Inconsistency between the text and code

Hi,

Thanks for the great work. Actually, in Fig. 2 of the paper it is written that "*" stands for convolution. For example I_{r-->r}^{i}*f_{r} in Eq. (8) means these two maps get convolved together. However, in code you just use an element-wise multiplication between these two feature maps.
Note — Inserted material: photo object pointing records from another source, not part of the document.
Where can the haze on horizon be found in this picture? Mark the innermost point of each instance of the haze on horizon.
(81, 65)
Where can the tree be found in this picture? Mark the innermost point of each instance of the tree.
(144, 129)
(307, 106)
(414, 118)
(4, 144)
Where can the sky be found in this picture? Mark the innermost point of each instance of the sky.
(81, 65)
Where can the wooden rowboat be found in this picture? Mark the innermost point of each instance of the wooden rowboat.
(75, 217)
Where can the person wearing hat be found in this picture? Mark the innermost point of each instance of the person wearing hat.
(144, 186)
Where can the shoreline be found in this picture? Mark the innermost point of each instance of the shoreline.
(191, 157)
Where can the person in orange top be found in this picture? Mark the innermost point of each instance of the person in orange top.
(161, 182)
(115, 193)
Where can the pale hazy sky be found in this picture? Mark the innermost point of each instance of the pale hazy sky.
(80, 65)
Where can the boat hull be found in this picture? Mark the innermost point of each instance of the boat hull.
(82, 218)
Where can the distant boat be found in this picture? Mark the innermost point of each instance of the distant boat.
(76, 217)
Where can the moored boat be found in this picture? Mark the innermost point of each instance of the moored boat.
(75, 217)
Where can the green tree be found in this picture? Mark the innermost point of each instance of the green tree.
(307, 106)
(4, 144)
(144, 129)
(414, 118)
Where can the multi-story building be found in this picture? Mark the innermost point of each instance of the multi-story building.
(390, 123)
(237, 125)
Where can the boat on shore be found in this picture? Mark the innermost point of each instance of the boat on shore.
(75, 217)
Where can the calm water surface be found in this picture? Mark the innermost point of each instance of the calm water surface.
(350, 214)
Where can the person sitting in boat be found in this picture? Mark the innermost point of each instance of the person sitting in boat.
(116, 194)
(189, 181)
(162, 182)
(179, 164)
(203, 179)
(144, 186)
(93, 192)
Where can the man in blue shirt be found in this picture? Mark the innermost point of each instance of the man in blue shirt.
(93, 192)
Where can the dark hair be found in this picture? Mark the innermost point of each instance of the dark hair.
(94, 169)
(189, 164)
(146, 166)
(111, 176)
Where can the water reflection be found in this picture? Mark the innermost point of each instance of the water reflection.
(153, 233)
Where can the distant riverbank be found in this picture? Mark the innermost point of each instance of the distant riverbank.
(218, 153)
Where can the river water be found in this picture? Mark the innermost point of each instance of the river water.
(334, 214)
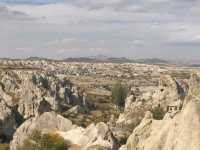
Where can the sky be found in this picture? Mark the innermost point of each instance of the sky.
(168, 29)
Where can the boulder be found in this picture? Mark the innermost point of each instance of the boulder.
(48, 122)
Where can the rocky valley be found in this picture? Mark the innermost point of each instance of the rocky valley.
(98, 106)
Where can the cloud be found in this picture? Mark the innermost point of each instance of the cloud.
(139, 28)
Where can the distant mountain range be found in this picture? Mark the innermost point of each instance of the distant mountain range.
(116, 60)
(105, 59)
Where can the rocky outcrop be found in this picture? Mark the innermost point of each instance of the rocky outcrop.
(168, 92)
(177, 133)
(46, 123)
(93, 137)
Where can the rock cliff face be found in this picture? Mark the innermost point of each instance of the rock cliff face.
(166, 93)
(94, 136)
(48, 122)
(178, 133)
(28, 94)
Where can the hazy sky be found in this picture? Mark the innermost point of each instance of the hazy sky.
(167, 29)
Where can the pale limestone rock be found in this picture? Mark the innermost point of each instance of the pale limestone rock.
(180, 133)
(91, 137)
(46, 123)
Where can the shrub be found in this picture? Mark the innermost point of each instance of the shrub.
(38, 141)
(4, 147)
(119, 94)
(45, 82)
(34, 79)
(158, 113)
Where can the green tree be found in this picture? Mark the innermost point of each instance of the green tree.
(34, 79)
(119, 94)
(38, 141)
(158, 113)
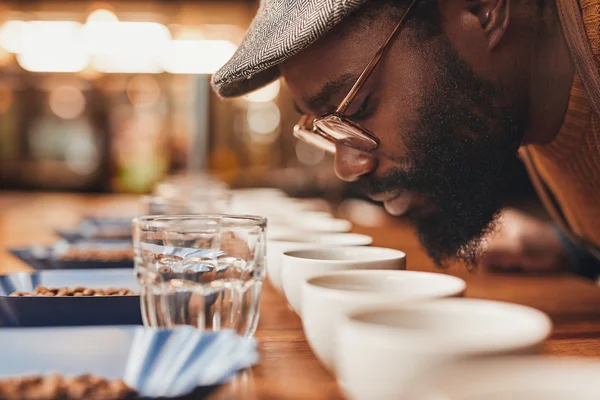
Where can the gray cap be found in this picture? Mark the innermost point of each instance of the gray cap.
(280, 29)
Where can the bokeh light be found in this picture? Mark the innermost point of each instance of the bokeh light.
(197, 56)
(11, 35)
(52, 46)
(102, 15)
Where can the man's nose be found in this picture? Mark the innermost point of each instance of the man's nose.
(350, 164)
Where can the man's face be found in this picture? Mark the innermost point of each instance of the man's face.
(447, 136)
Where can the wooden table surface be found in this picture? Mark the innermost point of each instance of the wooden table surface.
(288, 369)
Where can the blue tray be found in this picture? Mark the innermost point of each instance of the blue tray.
(69, 311)
(26, 256)
(102, 351)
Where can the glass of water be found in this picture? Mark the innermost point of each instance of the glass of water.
(203, 270)
(215, 201)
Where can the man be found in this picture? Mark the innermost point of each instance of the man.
(427, 103)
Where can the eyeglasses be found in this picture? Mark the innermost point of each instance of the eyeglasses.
(327, 130)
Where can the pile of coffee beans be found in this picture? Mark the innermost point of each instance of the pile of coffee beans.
(56, 387)
(74, 291)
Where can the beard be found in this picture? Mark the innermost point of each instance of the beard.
(459, 154)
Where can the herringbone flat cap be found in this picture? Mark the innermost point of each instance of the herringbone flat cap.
(280, 29)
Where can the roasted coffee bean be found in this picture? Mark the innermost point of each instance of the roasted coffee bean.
(55, 387)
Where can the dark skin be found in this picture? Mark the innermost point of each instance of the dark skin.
(517, 46)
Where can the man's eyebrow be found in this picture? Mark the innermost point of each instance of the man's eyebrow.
(323, 99)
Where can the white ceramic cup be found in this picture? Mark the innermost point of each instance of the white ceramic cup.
(510, 378)
(381, 351)
(298, 240)
(327, 298)
(299, 265)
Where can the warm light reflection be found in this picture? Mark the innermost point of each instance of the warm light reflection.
(265, 94)
(67, 102)
(126, 47)
(197, 56)
(11, 35)
(102, 15)
(52, 46)
(112, 46)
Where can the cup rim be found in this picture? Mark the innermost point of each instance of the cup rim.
(456, 288)
(394, 254)
(391, 335)
(248, 220)
(367, 240)
(222, 195)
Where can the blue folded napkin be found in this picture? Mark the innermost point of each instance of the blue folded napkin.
(172, 363)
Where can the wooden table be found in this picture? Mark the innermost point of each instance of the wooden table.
(288, 369)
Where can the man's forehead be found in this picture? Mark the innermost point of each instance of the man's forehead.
(325, 71)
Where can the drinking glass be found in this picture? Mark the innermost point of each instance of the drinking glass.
(209, 202)
(204, 270)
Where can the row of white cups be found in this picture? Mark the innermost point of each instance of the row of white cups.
(388, 333)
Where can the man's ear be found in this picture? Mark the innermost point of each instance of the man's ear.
(493, 16)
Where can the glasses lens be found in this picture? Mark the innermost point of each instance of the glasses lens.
(314, 139)
(345, 132)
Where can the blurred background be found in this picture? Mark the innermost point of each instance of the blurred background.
(113, 96)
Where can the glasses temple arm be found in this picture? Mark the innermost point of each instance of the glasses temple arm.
(372, 64)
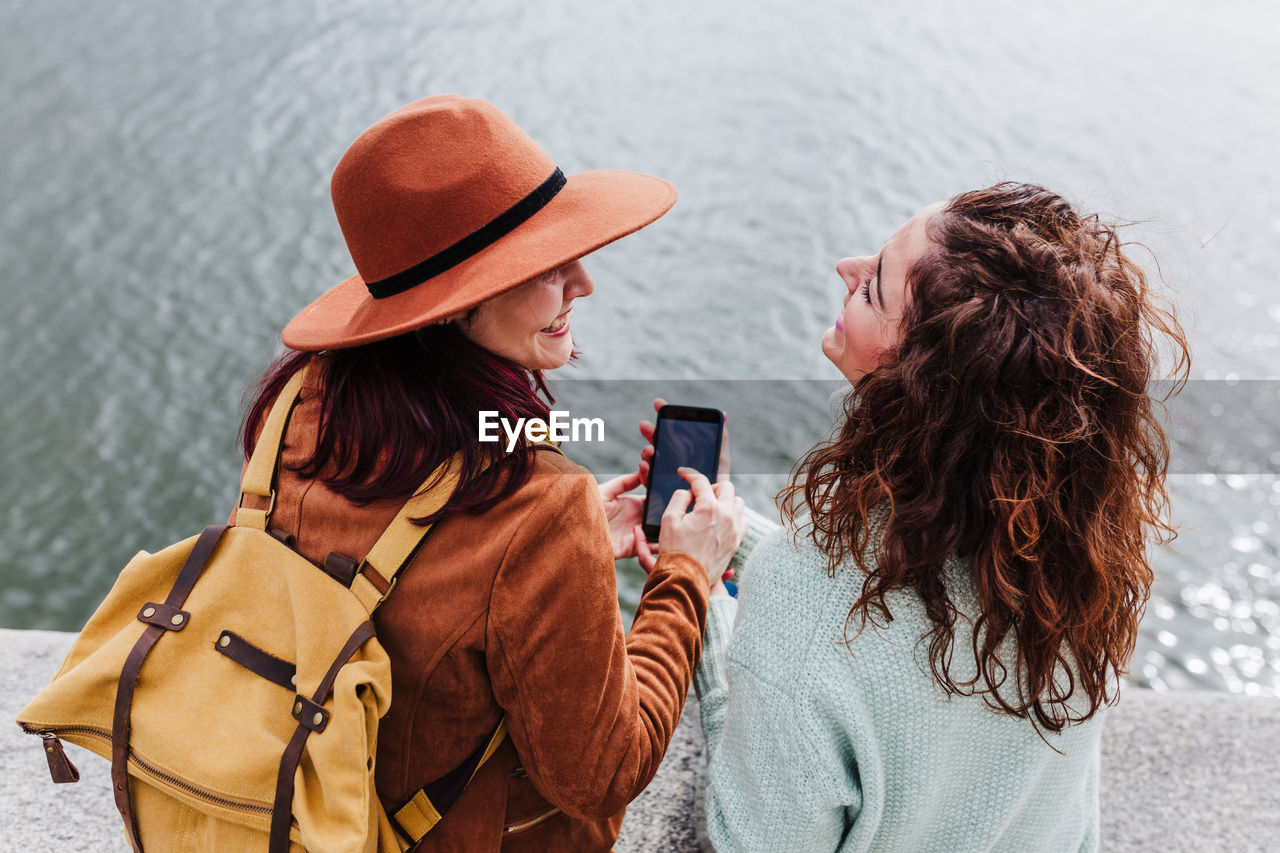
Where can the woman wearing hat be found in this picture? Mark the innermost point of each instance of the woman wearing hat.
(467, 241)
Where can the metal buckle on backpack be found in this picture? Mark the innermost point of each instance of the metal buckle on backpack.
(309, 714)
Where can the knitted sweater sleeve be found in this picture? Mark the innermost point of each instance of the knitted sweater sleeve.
(775, 779)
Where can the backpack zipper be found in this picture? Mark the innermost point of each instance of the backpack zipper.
(151, 770)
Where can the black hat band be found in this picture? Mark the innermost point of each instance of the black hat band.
(479, 240)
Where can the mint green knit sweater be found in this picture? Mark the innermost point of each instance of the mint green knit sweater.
(814, 744)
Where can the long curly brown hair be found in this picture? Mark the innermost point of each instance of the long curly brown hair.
(1011, 425)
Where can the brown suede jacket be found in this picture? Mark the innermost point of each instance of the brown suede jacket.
(513, 612)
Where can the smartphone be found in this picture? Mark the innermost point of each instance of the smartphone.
(684, 437)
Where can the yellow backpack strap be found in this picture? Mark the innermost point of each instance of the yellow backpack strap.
(428, 806)
(260, 473)
(376, 574)
(393, 550)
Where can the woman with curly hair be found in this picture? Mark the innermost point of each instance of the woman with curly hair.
(920, 661)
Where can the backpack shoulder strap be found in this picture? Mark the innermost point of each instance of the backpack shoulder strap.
(400, 541)
(425, 808)
(259, 475)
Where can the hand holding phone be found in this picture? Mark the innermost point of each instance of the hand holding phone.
(684, 437)
(705, 521)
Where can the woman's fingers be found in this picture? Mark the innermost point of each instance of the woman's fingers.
(677, 506)
(644, 553)
(698, 484)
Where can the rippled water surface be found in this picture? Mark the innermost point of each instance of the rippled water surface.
(164, 172)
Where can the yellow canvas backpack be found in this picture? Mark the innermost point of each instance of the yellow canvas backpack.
(236, 687)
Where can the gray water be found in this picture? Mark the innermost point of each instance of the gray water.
(164, 169)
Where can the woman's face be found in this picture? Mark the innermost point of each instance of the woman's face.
(876, 299)
(530, 323)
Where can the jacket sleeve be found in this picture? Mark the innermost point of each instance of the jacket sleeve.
(589, 711)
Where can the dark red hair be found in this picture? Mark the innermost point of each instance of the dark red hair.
(393, 411)
(1010, 425)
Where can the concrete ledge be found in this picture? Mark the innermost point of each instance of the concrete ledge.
(1180, 771)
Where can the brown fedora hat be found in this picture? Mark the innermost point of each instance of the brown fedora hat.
(444, 204)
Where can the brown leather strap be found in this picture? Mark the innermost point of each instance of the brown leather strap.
(182, 587)
(255, 660)
(60, 767)
(282, 811)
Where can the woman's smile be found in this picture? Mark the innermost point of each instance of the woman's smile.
(558, 327)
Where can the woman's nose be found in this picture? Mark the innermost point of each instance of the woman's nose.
(577, 281)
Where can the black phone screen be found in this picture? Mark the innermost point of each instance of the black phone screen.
(685, 437)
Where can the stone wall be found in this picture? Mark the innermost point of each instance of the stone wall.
(1180, 771)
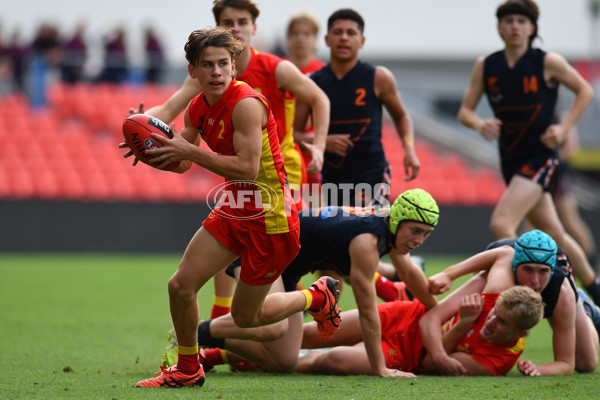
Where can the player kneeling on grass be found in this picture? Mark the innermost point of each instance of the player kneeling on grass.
(237, 124)
(485, 332)
(534, 260)
(349, 241)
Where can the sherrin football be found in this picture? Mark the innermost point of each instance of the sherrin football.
(136, 131)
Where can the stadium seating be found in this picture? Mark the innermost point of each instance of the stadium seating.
(69, 151)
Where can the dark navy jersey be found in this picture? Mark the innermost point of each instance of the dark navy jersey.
(325, 236)
(355, 110)
(521, 99)
(562, 271)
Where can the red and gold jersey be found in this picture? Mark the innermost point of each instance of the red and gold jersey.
(496, 358)
(265, 204)
(260, 74)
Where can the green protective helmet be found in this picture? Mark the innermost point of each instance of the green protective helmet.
(413, 205)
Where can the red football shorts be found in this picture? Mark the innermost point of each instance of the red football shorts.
(264, 257)
(401, 341)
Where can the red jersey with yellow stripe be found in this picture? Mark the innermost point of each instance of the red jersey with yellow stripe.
(265, 204)
(260, 74)
(496, 358)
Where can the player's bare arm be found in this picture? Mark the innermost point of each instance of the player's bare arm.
(248, 117)
(556, 68)
(469, 309)
(387, 92)
(488, 128)
(178, 101)
(437, 358)
(291, 79)
(563, 337)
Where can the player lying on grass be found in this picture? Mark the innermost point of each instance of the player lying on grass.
(484, 332)
(349, 241)
(533, 260)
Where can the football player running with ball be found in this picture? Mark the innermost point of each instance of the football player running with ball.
(237, 124)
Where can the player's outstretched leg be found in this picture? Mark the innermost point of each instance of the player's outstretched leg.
(328, 317)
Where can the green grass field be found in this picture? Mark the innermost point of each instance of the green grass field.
(91, 326)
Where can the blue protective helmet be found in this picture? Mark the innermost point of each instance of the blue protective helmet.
(535, 247)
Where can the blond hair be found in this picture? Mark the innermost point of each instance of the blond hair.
(523, 306)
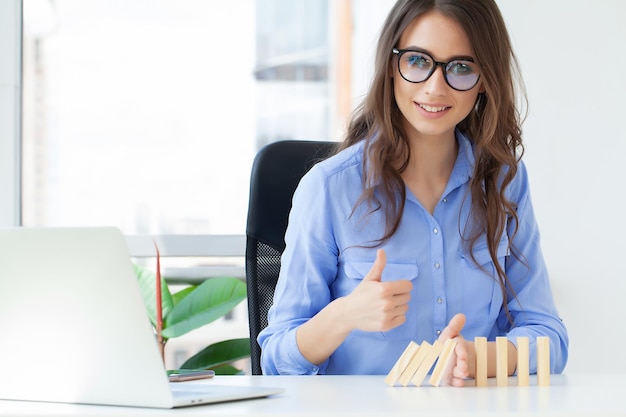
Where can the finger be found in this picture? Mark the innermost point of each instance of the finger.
(453, 329)
(376, 273)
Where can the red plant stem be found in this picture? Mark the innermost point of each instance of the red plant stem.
(159, 306)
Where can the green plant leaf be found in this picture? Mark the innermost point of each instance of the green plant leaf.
(218, 354)
(208, 302)
(146, 279)
(227, 370)
(178, 296)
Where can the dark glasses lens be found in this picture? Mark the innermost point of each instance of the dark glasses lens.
(417, 67)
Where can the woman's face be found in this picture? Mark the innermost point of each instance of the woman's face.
(432, 108)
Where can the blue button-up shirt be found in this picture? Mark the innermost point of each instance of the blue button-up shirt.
(325, 259)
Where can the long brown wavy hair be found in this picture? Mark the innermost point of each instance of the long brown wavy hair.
(493, 126)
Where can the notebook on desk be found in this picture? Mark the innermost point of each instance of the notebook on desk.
(73, 326)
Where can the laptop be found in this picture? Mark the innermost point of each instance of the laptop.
(74, 329)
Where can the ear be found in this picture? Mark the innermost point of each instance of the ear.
(481, 87)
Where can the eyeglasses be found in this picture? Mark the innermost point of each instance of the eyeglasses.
(416, 67)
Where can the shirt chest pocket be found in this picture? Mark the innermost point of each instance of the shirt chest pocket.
(351, 274)
(482, 294)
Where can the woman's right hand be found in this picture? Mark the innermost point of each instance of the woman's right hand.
(377, 306)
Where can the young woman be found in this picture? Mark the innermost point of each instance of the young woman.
(421, 227)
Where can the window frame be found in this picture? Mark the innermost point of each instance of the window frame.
(11, 18)
(10, 111)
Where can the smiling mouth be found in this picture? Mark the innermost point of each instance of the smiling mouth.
(432, 109)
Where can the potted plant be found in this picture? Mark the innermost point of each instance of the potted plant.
(191, 308)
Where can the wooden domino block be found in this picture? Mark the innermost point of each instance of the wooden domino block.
(444, 361)
(502, 361)
(407, 375)
(401, 364)
(543, 361)
(480, 347)
(430, 357)
(523, 358)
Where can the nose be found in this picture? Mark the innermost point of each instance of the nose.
(436, 84)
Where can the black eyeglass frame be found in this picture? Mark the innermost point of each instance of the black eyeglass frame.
(443, 65)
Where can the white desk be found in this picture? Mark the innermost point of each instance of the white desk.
(568, 395)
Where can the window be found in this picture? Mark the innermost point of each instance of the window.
(147, 114)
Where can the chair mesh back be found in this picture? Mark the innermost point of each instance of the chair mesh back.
(276, 172)
(262, 275)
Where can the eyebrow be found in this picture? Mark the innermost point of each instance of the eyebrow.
(425, 51)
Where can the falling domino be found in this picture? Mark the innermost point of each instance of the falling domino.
(415, 362)
(543, 361)
(443, 362)
(401, 363)
(480, 347)
(522, 361)
(427, 363)
(502, 361)
(410, 370)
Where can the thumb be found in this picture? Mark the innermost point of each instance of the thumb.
(376, 272)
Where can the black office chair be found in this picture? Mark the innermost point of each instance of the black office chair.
(276, 172)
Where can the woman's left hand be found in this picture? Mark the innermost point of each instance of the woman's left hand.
(460, 370)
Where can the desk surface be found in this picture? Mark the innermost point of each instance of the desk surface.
(567, 395)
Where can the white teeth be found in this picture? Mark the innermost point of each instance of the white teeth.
(432, 109)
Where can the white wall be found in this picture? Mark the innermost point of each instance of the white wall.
(573, 59)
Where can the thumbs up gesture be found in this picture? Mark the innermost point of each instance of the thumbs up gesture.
(375, 305)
My second question is about unfolding. It seems that after unfolding the input variable (

TransDepth/pytorch/AttentionGraphCondKernel.py

Line 101 in 0a7422c

    
           inputs_se_1 = unfold(inputs_se, kernel_size=3, dilation=1, padding=1).view(f_se[0], f_se[1], self.ks ** 2,

), we get an output with the same spatial size but 9 additional channels, in addition to the previous channels we are already provided. I was just wondering if the spatial content was preserved by this type of unforlding, I mean if we sample the top right corner of the spatial maps, whether all the channels are from the same spatial location in the original map.

Thanks,

Thanks for your attention.
For Q1, actually we do get convolved step by step : unfold-->element-wise multiplication-->sum
For Q2, I think the main problem has been answered by A1. "9 additional channels" is the kernel size^2, which is not related to spatial content.

Thank you so much for your response. Actually, I didn't understand what does the unfolding do here for us? You mean it is the same as getting a copy from a feature map for 9 times and then storing them as a new dimension?

I know that it extracts a rolling blocks from the spatial dimension but here I can't imagine what it looks like in practice. May you please a bit elaborate on it.

def unfold(input, kernel_size, dilation=1, padding=0, stride=1):
# type: (Tensor, BroadcastingList2[int], BroadcastingList2[int], BroadcastingList2[int], BroadcastingList2[int]) -> Tensor # noqa
r"""Extracts sliding local blocks from a batched input tensor.

.. warning::
    Currently, only 4-D input tensors (batched image-like tensors) are
    supported.

.. warning::

    More than one element of the unfolded tensor may refer to a single
    memory location. As a result, in-place operations (especially ones that
    are vectorized) may result in incorrect behavior. If you need to write
    to the tensor, please clone it first.


See :class:`torch.nn.Unfold` for details
"""

Hope it is useful for you

Thanks Stanly, but I was looking for what by this function you were looking into!!

In other words, If this unfolding is considered whenever we want to implement a convolution between two feature maps?

it just for the AGD module.